Hardening detail 2/929: measure wall time, error class, and token spend for this note, then decide whether to keep the change based on a fixed question set rather than anecdote.

The hardening note 3 stage works best when treated as a measurable surface. Capture one golden transcript, one failure case, and the rollback note before expanding scope. Record timings and token or query cost next to functional results. Cost visibility early prevents surprise bills when the path moves from demo to shared environments.

Hardening detail 3/929: measure wall time, error class, and token spend for this note, then decide whether to keep the change based on a fixed question set rather than anecdote.

For the hardening note 4 stage, define the inputs, the owner of the step, and the exit criteria before changing code. Operators should be able to re-run the step from a known checkpoint without guessing hidden state. Document the happy path and the recovery path together. Retries, human gates, and dead-letter handling are part of the product, not later polish.

Hardening detail 4/929: measure wall time, error class, and token spend for this note, then decide whether to keep the change based on a fixed question set rather than anecdote.

When working through the hardening note 5 stage, write down the contract first: required inputs, success signal, and what happens on partial failure. That checklist keeps later code changes honest. Treat this stage as a contract between inputs and validated outputs. Name the artifacts, define success checks, and refuse silent partial completion.

Hardening detail 5/929: measure wall time, error class, and token spend for this note, then decide whether to keep the change based on a fixed question set rather than anecdote.

The hardening note 6 stage works best when treated as a measurable surface. Capture one golden transcript, one failure case, and the rollback note before expanding scope. Keep configuration outside application code. Environment files, secret stores, and feature flags belong in one place operators can audit without reading the whole graph.

Hardening detail 6/929: measure wall time, error class, and token spend for this note, then decide whether to keep the change based on a fixed question set rather than anecdote.
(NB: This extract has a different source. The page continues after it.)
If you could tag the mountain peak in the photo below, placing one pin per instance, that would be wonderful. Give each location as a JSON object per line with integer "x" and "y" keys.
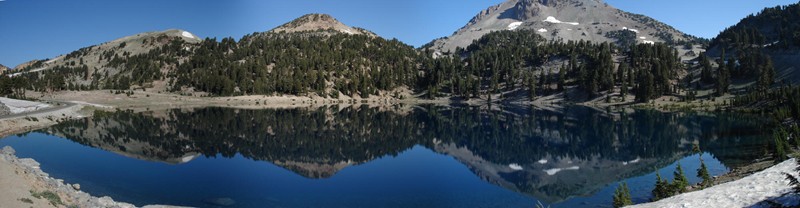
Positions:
{"x": 562, "y": 20}
{"x": 317, "y": 22}
{"x": 3, "y": 69}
For the hardening note 7 stage, define the inputs, the owner of the step, and the exit criteria before changing code. Operators should be able to re-run the step from a known checkpoint without guessing hidden state. Prefer small, testable units over sprawling scripts. When a step fails, the failure should point at a single responsibility rather than a tangled pipeline.

Hardening detail 7/929: measure wall time, error class, and token spend for this note, then decide whether to keep the change based on a fixed question set rather than anecdote.
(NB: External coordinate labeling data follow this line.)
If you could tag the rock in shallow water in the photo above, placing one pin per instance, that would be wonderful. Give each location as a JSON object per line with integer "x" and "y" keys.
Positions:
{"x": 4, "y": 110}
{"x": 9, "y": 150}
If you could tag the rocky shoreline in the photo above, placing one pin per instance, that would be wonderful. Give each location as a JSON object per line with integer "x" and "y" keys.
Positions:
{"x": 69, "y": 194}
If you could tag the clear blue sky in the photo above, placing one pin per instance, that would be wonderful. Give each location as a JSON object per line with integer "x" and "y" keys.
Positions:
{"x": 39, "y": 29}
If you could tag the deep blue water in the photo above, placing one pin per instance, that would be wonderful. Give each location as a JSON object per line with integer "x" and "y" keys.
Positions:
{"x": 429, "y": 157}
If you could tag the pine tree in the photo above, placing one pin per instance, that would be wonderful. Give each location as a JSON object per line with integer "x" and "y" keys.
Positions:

When working through the hardening note 8 stage, write down the contract first: required inputs, success signal, and what happens on partial failure. That checklist keeps later code changes honest. Record timings and token or query cost next to functional results. Cost visibility early prevents surprise bills when the path moves from demo to shared environments.

Hardening detail 8/929: measure wall time, error class, and token spend for this note, then decide whether to keep the change based on a fixed question set rather than anecdote.

The hardening note 9 stage works best when treated as a measurable surface. Capture one golden transcript, one failure case, and the rollback note before expanding scope. Document the happy path and the recovery path together. Retries, human gates, and dead-letter handling are part of the product, not later polish.

Hardening detail 9/929: measure wall time, error class, and token spend for this note, then decide whether to keep the change based on a fixed question set rather than anecdote.

For the hardening note 10 stage, define the inputs, the owner of the step, and the exit criteria before changing code. Operators should be able to re-run the step from a known checkpoint without guessing hidden state. Treat this stage as a contract between inputs and validated outputs. Name the artifacts, define success checks, and refuse silent partial completion.

Hardening detail 10/929: measure wall time, error class, and token spend for this note, then decide whether to keep the change based on a fixed question set rather than anecdote.